Clipper's Vera Cruise Build

Clipper's Vera Cruise Build

Thursday, February 13, 2014

The Journey Of A Wooden Boat Build

Like most of the U.S., we've suffered a series of cold storms over the last several weeks. Temperatures were dropping at least 10 degrees or more below normal for these parts. An unheated garage meant that work on the build slowed to a crawl. And thus, material to write about has been slow to build.

However, there have been some warm days and I endeavored to take advantage of them, so there has been some progress. It looks like we are in for a number of warm days over the weekend, so that bodes well for moving the transom to a stage where I can get back to assembling the boat.

I seem to have a lower tolerance for cold than in the past, so it's with reluctance that I even step out of the house on days like we've had recently. During these times, the mind wanders, trying to hold at bay, the feeling of being a caged animal. On the warm days, I get a thrill when accomplishing something significant, seeing beauty in seemingly innocuous wooden assembly accomplishments like a frame placed into position, or a cut out added to a transom. I might just stand there and imagine the final form of the hull, looking forward to that day when I can finally slip it into the water.

Even when the task accomplished is something very small, a seemingly insignificant thing like sanding down a small patch of epoxy, or taping off a piece of wood prior to doing epoxy assembly, there is great satisfaction in knowing that another one of the thousands of steps has been taken and marked off the list.

When I started building this boat, I took on the task because I wanted something unique, and I wanted a boat, something I've never owned. My reasoning was simple enough, I felt that I could build the boat and have something I could never afford to buy, and spend less in the process. From reading comments in builder's forums, I knew that many also were enjoying the build itself, and I expected I would feel the same way.

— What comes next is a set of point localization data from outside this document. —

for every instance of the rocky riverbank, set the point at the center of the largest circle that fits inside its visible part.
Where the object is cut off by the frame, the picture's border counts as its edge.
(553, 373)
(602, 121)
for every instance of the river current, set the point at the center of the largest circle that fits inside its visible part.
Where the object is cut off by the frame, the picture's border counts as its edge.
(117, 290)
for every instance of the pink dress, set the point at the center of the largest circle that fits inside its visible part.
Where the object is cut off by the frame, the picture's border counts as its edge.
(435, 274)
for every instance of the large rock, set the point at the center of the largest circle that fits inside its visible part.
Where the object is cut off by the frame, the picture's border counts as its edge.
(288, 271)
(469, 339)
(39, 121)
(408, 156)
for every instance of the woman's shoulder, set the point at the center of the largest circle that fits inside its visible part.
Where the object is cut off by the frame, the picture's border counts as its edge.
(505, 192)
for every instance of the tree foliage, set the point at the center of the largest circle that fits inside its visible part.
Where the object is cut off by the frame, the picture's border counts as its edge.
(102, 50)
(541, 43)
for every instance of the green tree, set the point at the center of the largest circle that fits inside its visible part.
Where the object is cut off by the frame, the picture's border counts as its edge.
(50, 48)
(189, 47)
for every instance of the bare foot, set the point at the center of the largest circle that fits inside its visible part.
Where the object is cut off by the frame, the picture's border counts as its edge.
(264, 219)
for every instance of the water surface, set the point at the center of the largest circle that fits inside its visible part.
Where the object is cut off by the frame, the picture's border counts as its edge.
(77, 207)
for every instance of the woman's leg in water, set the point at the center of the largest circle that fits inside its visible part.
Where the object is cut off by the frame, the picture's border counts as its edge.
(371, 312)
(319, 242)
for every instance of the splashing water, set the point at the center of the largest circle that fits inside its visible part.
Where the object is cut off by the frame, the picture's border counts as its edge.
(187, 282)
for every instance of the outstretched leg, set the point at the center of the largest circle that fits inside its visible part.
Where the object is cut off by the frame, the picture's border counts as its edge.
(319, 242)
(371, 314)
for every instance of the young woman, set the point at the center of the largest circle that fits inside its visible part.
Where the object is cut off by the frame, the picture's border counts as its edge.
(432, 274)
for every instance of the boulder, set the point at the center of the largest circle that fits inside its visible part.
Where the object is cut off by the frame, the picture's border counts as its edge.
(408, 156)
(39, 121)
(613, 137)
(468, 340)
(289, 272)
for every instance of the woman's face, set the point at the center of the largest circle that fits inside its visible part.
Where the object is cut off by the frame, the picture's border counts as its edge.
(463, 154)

Now that I have been into this for a year and a half, I am really understanding what it means by enjoying the build process. Sure, there are tasks that are tedious. But every task accomplished, big or small, brings that feeling of satisfaction, almost like a drug. It's hard to convey this feeling, but once experienced, it's something you want to experience again and again.

The other element of the build I didn't expect was an additional source of feeling good. This is a strange one, but it goes like this. For years, I have been working on getting my personal finances in order, reducing expenses, paying off debt, and the like. This has often meant that I give up on much of the small spending pleasures that normally occur, things like replacing clothing, or a worn out electric shaver. Granted, these are shallow experiences in many respects, but the cumulative experience tends to make you feel like you are at least doing okay.

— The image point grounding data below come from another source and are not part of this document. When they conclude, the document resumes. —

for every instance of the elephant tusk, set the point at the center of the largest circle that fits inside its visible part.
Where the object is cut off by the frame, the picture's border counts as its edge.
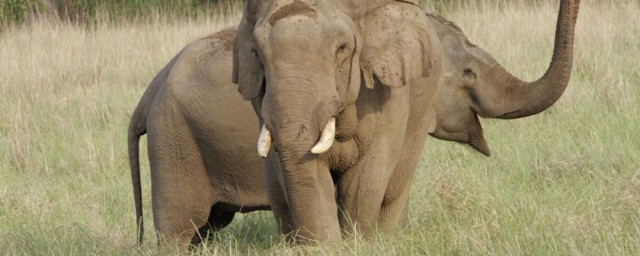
(326, 138)
(264, 142)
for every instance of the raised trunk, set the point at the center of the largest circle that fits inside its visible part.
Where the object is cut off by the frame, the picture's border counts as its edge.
(515, 98)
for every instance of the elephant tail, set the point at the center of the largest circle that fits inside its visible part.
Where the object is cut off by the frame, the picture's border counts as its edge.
(136, 129)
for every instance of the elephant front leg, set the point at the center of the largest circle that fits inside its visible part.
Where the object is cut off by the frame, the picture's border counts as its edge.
(304, 202)
(277, 197)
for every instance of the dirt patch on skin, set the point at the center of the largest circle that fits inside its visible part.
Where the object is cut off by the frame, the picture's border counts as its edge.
(295, 8)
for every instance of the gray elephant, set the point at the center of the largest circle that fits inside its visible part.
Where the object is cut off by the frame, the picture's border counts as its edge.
(201, 132)
(201, 143)
(344, 91)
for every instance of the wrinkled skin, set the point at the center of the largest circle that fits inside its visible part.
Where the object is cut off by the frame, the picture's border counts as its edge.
(301, 63)
(307, 59)
(459, 55)
(201, 143)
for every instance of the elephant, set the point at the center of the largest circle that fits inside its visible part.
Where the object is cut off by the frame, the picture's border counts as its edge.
(345, 101)
(200, 137)
(201, 133)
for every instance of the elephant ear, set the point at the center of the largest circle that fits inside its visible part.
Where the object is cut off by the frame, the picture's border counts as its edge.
(398, 42)
(248, 71)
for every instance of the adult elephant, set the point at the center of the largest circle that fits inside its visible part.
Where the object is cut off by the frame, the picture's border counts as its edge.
(201, 142)
(192, 106)
(344, 91)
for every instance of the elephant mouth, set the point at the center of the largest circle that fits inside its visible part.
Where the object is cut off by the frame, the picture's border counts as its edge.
(327, 136)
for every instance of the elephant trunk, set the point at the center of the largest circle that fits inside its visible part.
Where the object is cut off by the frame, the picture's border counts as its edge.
(296, 121)
(515, 98)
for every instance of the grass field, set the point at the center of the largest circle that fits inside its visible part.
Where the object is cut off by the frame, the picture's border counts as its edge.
(565, 182)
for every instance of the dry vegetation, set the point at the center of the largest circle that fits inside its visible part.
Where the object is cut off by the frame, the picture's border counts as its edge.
(563, 182)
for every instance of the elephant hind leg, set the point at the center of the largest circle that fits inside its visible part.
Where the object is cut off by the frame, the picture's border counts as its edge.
(218, 219)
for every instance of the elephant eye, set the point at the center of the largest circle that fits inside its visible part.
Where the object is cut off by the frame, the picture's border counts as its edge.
(468, 73)
(255, 52)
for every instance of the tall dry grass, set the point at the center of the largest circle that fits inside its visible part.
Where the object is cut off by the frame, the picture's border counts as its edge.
(566, 181)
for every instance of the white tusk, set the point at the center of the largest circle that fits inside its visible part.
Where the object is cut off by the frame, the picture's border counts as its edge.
(326, 138)
(264, 142)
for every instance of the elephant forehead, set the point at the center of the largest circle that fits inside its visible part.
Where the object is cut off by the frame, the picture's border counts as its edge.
(295, 8)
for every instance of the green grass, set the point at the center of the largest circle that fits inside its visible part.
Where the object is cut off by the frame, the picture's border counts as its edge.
(565, 182)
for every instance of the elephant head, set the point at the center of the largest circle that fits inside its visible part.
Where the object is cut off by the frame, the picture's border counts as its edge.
(303, 65)
(473, 83)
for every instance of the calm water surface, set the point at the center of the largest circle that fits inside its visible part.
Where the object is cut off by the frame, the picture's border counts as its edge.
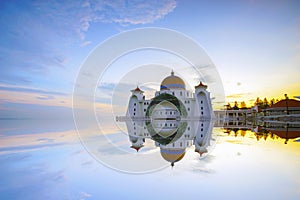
(45, 160)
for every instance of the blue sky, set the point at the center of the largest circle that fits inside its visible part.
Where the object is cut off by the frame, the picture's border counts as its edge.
(255, 45)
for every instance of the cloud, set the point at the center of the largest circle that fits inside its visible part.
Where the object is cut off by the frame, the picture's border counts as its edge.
(79, 15)
(30, 90)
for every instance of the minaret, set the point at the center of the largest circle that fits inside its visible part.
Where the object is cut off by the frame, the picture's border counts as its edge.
(203, 137)
(135, 106)
(203, 102)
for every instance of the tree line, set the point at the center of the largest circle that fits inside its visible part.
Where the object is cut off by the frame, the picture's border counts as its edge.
(265, 103)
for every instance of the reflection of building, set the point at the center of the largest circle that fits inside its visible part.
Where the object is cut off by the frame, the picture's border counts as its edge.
(175, 118)
(285, 107)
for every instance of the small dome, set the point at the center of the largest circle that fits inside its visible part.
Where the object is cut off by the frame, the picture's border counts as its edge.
(172, 155)
(172, 82)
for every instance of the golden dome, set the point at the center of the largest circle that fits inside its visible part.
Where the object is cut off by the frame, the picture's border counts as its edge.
(172, 155)
(172, 82)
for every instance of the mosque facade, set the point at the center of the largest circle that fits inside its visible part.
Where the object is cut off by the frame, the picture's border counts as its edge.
(175, 118)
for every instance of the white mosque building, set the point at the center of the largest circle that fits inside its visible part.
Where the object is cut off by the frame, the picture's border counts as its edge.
(175, 118)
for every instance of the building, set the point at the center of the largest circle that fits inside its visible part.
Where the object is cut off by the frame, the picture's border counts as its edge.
(175, 118)
(284, 108)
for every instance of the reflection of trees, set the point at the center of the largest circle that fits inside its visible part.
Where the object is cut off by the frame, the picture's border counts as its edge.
(262, 133)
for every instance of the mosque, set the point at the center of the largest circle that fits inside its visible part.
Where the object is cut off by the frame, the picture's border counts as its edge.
(175, 118)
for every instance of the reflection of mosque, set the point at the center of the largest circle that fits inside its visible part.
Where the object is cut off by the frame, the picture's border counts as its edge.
(175, 119)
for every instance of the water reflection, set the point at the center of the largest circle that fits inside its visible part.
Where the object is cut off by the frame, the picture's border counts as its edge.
(266, 130)
(172, 146)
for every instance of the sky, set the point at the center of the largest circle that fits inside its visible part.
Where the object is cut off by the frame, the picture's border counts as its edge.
(255, 46)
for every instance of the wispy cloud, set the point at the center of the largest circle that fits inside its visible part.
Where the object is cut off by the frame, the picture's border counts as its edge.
(29, 90)
(79, 15)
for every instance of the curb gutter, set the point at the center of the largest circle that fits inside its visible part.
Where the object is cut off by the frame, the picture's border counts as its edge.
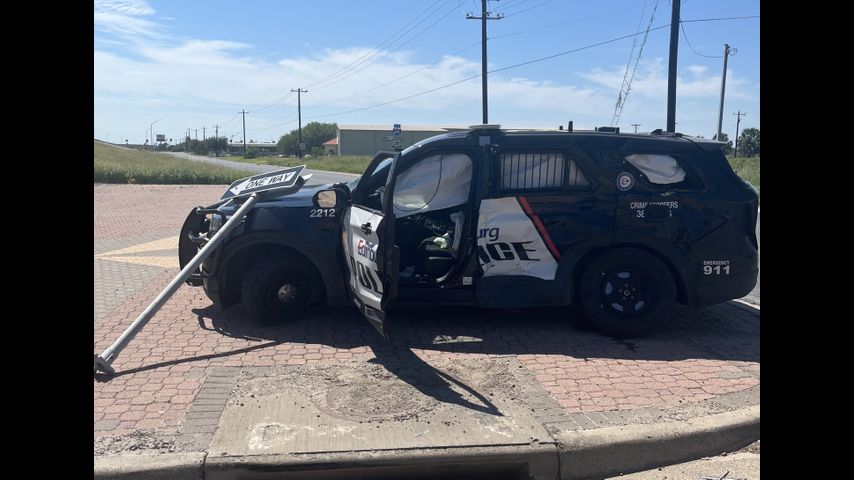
(173, 466)
(617, 450)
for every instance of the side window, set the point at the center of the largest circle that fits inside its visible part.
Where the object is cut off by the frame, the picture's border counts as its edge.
(659, 169)
(433, 183)
(538, 171)
(664, 170)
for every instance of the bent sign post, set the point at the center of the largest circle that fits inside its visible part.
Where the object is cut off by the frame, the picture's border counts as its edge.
(277, 183)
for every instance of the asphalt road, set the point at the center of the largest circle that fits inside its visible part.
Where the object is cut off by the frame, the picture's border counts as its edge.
(318, 177)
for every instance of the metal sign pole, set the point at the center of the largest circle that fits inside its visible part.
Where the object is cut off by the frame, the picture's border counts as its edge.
(103, 361)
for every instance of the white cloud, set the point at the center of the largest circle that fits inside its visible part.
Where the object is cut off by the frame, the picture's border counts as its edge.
(195, 82)
(125, 18)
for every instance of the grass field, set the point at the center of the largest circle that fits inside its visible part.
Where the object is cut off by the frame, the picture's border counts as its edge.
(746, 168)
(344, 164)
(123, 165)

So when I've saved enough to purchase that next piece of lumber, or a fresh batch of epoxy, or some silicon bronze screws for the next assembly, it tends to be a big deal to me and I feel good when I do this. Odd? perhaps, but in some ways, it is similar to checking off another task in the build.

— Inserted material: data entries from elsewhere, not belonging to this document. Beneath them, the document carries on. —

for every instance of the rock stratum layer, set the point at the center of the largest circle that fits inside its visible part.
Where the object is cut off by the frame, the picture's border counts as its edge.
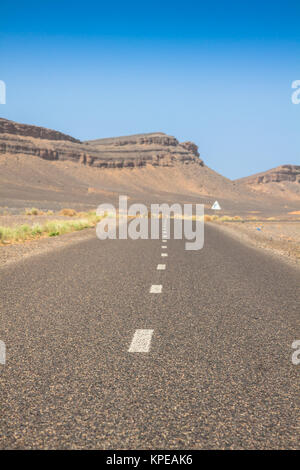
(156, 149)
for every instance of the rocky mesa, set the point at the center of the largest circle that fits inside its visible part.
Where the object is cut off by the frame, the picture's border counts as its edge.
(156, 149)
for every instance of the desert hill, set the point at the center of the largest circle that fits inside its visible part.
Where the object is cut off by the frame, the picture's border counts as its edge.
(46, 168)
(281, 181)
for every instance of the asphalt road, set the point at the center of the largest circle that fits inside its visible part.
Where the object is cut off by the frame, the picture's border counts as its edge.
(218, 372)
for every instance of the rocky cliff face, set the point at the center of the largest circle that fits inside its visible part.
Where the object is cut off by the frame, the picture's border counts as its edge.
(14, 128)
(156, 149)
(283, 173)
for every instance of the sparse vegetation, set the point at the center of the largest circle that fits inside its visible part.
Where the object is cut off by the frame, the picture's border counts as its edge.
(33, 211)
(50, 228)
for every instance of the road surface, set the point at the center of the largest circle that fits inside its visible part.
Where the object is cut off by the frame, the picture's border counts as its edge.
(106, 351)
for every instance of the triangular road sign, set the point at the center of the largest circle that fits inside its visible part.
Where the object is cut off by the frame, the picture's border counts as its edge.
(216, 206)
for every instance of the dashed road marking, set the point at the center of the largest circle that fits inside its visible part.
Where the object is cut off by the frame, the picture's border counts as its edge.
(141, 341)
(156, 289)
(161, 267)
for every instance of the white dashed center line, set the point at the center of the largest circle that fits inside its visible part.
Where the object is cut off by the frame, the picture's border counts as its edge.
(141, 341)
(156, 289)
(161, 267)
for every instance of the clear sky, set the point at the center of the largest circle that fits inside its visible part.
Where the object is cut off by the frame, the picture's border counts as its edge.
(216, 73)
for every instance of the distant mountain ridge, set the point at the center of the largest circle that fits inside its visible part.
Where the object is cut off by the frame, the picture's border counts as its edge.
(139, 150)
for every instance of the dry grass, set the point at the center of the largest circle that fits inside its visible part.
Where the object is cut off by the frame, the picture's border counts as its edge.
(48, 229)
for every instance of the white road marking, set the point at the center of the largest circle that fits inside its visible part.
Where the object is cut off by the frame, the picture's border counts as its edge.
(161, 267)
(156, 289)
(141, 341)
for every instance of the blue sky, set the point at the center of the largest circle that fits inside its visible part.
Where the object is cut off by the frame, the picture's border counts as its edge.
(217, 73)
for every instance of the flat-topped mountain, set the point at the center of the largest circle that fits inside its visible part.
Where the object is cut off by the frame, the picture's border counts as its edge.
(14, 128)
(282, 180)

Okay, well enough rambling. I mainly wrote this because it's been several weeks since that last posting and I felt the need to get something out there. I'm nearly at the point of having enough build material for a regular posting and hope to do that by the end of the weekend. The weather is improving, I have the supplies I need for now, and there doesn't seem to be any pressing other tasks to steal time away from the boat.